You are viewing a plain text version of this content. The canonical link for it is here.
Posted to common-issues@hadoop.apache.org by "Steve Loughran (Jira)" <ji...@apache.org> on 2022/02/21 12:45:00 UTC

[jira] [Commented] (HADOOP-18132) S3 exponential backoff

    [ https://issues.apache.org/jira/browse/HADOOP-18132?page=com.atlassian.jira.plugin.system.issuetabpanels:comment-tabpanel&focusedCommentId=17495506#comment-17495506 ] 

Steve Loughran commented on HADOOP-18132:
-----------------------------------------

holden,

as John Zhuge noted, this is already done.

* AWS SDK does its own throttling. you can disable this in  "fs.s3a.experimental.aws.s3.throttling", pushing it all up to the s3a code. but the copy operations during a rename don't have s3a code around it, so this isn't safe.
* the wrapping uses fs.s3a.retry.throttle.interval (500ms) for fs.s3a.retry.throttle.limit limit (20) as inputs to exponentialBackoffRetry(). see S3ARetryPolicy.

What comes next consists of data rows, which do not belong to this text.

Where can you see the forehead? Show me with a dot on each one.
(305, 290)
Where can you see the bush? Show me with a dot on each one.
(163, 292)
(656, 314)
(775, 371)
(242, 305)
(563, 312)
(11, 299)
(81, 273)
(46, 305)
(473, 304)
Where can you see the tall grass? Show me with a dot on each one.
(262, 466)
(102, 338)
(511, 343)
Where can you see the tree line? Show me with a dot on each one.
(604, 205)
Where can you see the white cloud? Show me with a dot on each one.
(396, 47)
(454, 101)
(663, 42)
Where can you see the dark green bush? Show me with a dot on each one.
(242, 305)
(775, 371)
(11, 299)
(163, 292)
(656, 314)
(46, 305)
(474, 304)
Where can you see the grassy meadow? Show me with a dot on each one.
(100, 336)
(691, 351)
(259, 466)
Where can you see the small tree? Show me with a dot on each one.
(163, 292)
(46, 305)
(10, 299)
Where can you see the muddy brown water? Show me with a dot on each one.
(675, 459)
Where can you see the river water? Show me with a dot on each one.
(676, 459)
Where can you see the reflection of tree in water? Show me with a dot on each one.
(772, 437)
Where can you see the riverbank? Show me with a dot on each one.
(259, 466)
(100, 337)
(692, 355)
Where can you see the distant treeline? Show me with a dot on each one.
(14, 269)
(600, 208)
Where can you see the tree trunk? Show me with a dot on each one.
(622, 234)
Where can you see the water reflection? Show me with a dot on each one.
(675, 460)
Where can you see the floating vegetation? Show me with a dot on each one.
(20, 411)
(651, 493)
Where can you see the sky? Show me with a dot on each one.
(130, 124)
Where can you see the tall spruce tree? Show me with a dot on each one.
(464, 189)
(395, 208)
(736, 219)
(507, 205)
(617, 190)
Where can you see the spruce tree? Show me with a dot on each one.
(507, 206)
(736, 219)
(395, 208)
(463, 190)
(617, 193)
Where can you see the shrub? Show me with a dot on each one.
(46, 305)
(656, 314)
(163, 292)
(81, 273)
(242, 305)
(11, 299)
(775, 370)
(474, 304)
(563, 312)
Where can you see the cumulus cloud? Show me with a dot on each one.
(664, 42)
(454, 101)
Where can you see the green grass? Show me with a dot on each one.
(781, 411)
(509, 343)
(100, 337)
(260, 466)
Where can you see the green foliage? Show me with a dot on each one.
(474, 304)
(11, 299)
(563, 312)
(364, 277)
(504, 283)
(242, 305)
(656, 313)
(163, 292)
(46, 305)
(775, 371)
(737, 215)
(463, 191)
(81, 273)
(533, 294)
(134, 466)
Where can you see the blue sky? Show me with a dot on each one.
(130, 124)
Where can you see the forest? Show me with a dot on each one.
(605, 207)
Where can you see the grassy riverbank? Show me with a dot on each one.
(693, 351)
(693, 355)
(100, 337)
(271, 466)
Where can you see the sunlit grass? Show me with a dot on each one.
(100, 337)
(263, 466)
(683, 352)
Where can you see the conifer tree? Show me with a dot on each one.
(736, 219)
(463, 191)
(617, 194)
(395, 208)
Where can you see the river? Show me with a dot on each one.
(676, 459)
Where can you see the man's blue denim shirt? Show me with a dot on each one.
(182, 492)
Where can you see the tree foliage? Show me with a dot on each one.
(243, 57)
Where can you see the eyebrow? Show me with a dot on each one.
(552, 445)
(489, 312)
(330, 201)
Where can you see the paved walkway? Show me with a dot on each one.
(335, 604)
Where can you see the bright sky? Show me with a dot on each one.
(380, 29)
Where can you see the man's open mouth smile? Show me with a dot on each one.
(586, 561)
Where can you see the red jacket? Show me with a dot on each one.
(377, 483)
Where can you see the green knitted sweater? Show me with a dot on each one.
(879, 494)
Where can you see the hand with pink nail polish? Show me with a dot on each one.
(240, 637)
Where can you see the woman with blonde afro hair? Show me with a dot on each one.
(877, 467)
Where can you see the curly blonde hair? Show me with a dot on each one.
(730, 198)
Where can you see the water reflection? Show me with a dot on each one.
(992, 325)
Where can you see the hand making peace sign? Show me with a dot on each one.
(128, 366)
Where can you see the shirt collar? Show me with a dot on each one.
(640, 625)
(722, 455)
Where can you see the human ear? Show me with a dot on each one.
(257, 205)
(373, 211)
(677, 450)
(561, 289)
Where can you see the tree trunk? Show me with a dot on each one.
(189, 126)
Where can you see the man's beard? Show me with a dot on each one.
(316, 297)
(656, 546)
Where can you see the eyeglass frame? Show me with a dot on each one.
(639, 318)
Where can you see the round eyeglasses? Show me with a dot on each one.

in MAPREDUCE-7341 I'm adding RateLimiter use to ensure that load against an abfs store stays below the throttle point. this is because abfs renames are a bit flaky once things overload.

now we have cut s3guard out of trunk, once the MAPREDUCE-7341 is in there's an opportunity for someone to provide rate limiting in s3a so we could limit the submission rate of operations to below the point where throttling occurs. i believe that staying below that sleep/backoff/retry point will actually deliver more throughput than recovery, because of all those pauses. it will also let us run background jobs with lower allocated capacity than the priority ones.

now, are you seeing real problems here?

1. look at HADOOP-16823. Are you doing big delete operations? and seeing problems there? as every delete in the bulk operation is a single write call. you can control the page size to spread load there and ensure the retries don't trigger throttling again.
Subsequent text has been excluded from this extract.